The next thing to ensure is that DNS resolution is enabled within your VPC. If this is not toggled then you will be unable to use an ELB with your EC2 targets. Simply go to Edit DNS resolution and ensure that the DNS resolution checkbox is enabled.

Subnet

Best practice is to create at least 2 subnets so that you can have hosts in 2 different availability zones. This increases the availability story of your application. Let’s go ahead and create 2 subnet’s in our new VPC (or default VPC if you decided not to create a new VPC). Head over to the VPC overview page and select the Subnets link from the left navbar. Hit the Create Subnet button at the top of the page.

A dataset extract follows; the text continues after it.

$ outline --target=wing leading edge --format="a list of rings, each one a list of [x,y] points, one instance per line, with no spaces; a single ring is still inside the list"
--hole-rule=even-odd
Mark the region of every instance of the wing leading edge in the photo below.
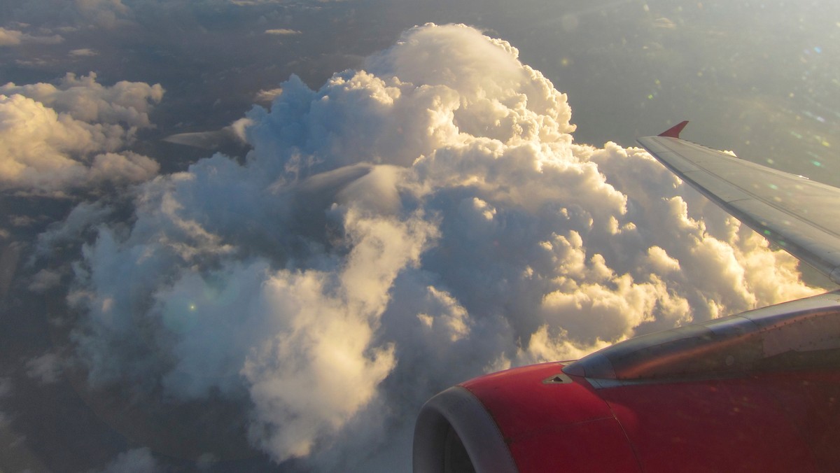
[[[840,284],[840,189],[680,139],[686,123],[638,143],[727,212]]]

  1. First select the VPC you want to create the subnet
  2. Pick an Availability Zone (make sure each subnet has a different one)
  3. Create your CIDR range so that its a subset of the main VPC. For example use 172.30.1.0/24 and 172.30.2.0/24.

To make life a bit easier let’s make sure to enable public ip’s on our instances. We will be applying a security group so that only the ELB can talk to the instances but this will allow us to expand that later if need be.

  1. Select each subnet on the Subnets page for our VPC
  2. Select Actions at the top and navigate to Modify auto-assign IP settings
  3. Ensure that the checkbox is enabled

Internet Gateway

In order to route traffic to your ELB and ultimately your application, your VPC must be able to have ingress/egress from the internet. On the same VPC page, select the Internet Gateways link and create a new Internet Gateway. This will allow us to attach it to the VPC. Once the Internet Gateway is created, from the Actions dropdown attach it to the desired VPC.

Route Table

The next step is to make sure that your route table can route traffic correctly between resources inside your VPC and from the internet through your internet gateway.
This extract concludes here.